Gulliver USA 車の豆知識 第87回 自動車保険

 事故が起きてしまった場合、どのように保険の申請をしたら良いのでしょうか? 米国では通常、被害者が、加害者が加入している保険会社に保険を請求します。場合によっては、あからさまに保険金を出し渋る会社もあります。保険会社の主張が全て正しいとうのみにせずに、保険金を受け取るまで根気よく交渉する覚悟が重要です。
 保険代理店の中には、この交渉を代行するところもあります。ここで重要なのは、双方の間に入って単に「通訳」をするのではなく、保険会社の主張がおかしいと感じたら「交渉」をしてくれる代理店かどうかです。
 保険の請求でよくある事例を挙げて説明します。

 Aさんは停車中にBさんに衝突される「もらい事故」に遭いました。
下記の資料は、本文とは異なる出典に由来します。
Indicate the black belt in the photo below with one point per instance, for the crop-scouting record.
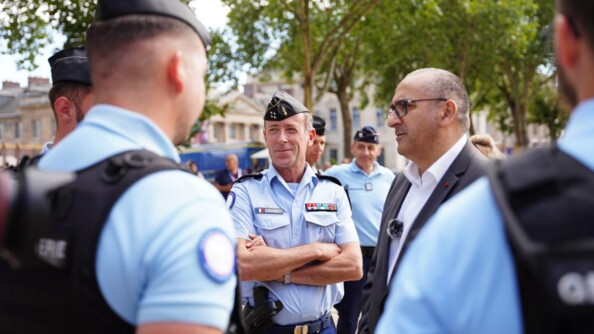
(306, 328)
(367, 251)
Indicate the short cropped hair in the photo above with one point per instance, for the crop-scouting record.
(448, 85)
(579, 12)
(75, 92)
(109, 42)
(308, 119)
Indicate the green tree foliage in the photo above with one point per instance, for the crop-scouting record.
(547, 109)
(300, 35)
(494, 46)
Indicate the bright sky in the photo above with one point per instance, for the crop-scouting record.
(210, 12)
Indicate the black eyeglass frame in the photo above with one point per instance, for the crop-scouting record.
(405, 102)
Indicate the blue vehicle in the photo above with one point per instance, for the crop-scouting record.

「一般的」には、Aさんの保険会社がBさんの保険会社に保険金の請求を代行することになりますが、これには大きな落とし穴が潜んでいることがあります。
 「一般的」というのは、Aさんのように完全に相手の過失による場合でも、自分の保険を使って修理する場合です。自分の保険を使うとAさんは「当事者」になりますので、相手と相手の保険会社の特定も、Aさんの保険会社が代行します。
 しかし、自分の保険を使うと、相手側から修理代が戻ってきたとしても、自分の保険履歴に「事故の記録」が残ってしまいます。「無事故」の経歴がなくなることになり、次の保険更新時に保険料が上がる可能性があります。
 そこで、事故歴が残るのを防ぐために、Aさんが自分の保険を使わない「一般的ではない」方法で保険金を得ることもできます。ただし、Aさんは自らBさんの保険会社を特定し、請求しなければなりません。
 ちなみに、冒頭で述べた保険請求のヘルプや交渉をする保険代理店は、当事者間にも保険契約間にも属さない代理店であるため、第三者としての立場になります。第三者ができる「ヘルプ」には限界があります。相手側(保険会社も含む)も第三者の問い合わせに答える義務がないので、話をはぐらかされてしまうこともあります。ちなみに、第三者はポリスレポートの請求ができません。
 「ヘルプ」は、代理店の業務ではなく、あくまで厚意です。大多数の代理店にはこのようなサービスはありません。したがってほとんどの場合は、「問題を早く解決するには、自分の保険を使う」ように勧められます。これが大多数なので前述の「一般的」という認識ができているのです。
 保険代理店の力を借りずにこれらの業務を第三者に委託したい場合は、自分のCollision(衝突)保険(日本でいう車両保険)を使う選択肢があります。ただし、免責額(加入時設定)は一時的に自己負担となります。この免責額は、加害者の保険から修理代金が返還された後に精算されます。
 万が一、加害者が保険に加入していなかった場合は、修理代の返還がなされないこともあります。これは、相手が100%悪いにもかかわらず、当て逃げ(加害者不明)などと同じく「請求不可事案」となり、自分のCollision保険でカバーするか、自己負担で修理するしかなくなります。